Often it helps to speak with a debt consultant while setting your debt repayment goals. A reputable debt settlement agency will give you a free consultation, which includes a deep dive into your particular debt and financial situation. These consultants have seen it all and can help you determine the best options for your debt and set achievable goals.

If nothing else, you get free advice from a licensed debt consultant to do with as you please.

Pay attention to your Credit score, and report

Understanding the difference between good debt and  bad debt is a key piece to overcoming it. For Americans with credit cards, the average credit card balance is $6,348 excluding big box retailers credit cards, which have an average balance of $1,841. A low credit score is great for obtaining mortgage loans, but don’t forget, we’re getting rid of debt not adding to it!

If your credit score is decent, you can qualify for loans with lesser interest rates, or negotiate with your credit card companies on obtaining lower interest rates. Interest rate definition is the percentage of the money lent that the lender (credit card companies) charges for its use. A higher interest rate means the cost of the debt is higher for you, and the time to repay is longer.

Your credit report can speak volumes about your overall debt status. You can quickly and easily identify your top debtors, and those impacting your credit most. You can also monitor your debt to income ratio, an important factor in your credit profile as we discussed earlier. Here in the states, sites like freecreditreport.com offer consumers a completely free credit report once a year. This is something everyone should be taking advantage of.

After you review your credit report, you’ll have a much better understanding of the specific debts you have, and how they’re affecting your credit. This is going to help you strategize a plan for paying off debt.

Choose which debts to pay off first

You can decide to take the snowball approach by paying off your small loans first. However, a more effective method would be focusing on the big guns initially. There may be options to consolidate your debts or transfer balances, and these steps can help to ease the immediate stress of larger debts.

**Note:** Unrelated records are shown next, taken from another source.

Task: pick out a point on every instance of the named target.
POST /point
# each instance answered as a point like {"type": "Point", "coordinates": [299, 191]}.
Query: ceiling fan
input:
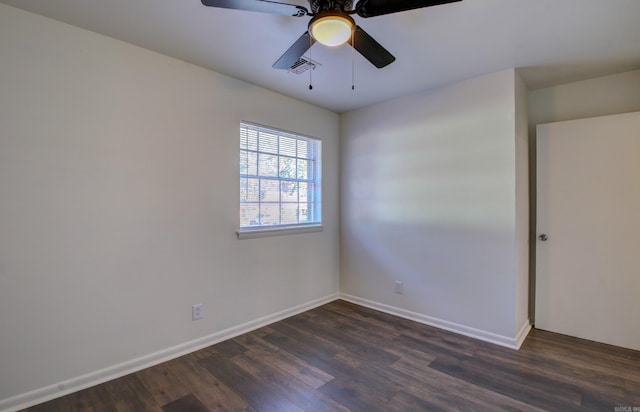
{"type": "Point", "coordinates": [331, 23]}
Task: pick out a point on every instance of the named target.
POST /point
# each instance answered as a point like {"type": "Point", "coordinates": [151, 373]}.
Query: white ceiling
{"type": "Point", "coordinates": [551, 41]}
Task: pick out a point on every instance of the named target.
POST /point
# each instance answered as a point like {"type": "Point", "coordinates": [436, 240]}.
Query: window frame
{"type": "Point", "coordinates": [256, 231]}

If you’re already facing collections on some accounts, you can always try to negotiate with the collectors yourself. This is often difficult at the consumer level as we have very little leverage in the fight. It is a debt we owe, and the creditor is rightly expecting us to pay it. This is another reason many people choose to work with a debt settlement company, who often have resources beyond those of consumers to negotiate lower balances. You do end up paying a fee to these companies, but compared to what you’ll save overall on interest alone… it’s a fraction.

Live Frugally and Trim the Fat

You are going to have to reduce your cost of living in order to save up more cash and begin paying off your debt. This is of course much easier said than done.  Start looking for ways to reduce your cost of living without drastically changing your way of life. It could mean simple things like quitting smoking, shopping with coupons or even making your own coffee in the morning and packing lunch. Cut off expenses you can simply do without and you’ll be surprised how much is left over.

There are some great apps for monitoring your subscription services and outgoing cash.  These small charges add up and if you’re trying to pay down debt, it may be a good time to review them. I personally did this just a few months ago using Mint and found I was paying for four streaming services that I hadn’t used in months. Cancelling these put $50 back into my monthly budget instantly.  

In closing, we hope these simple strategies for paying off debt help give you a broader view of your not only your debt, also your overall financial situation. With more and more unsecured debt piling up, consumers need relief. Don’t be afraid to ask for help.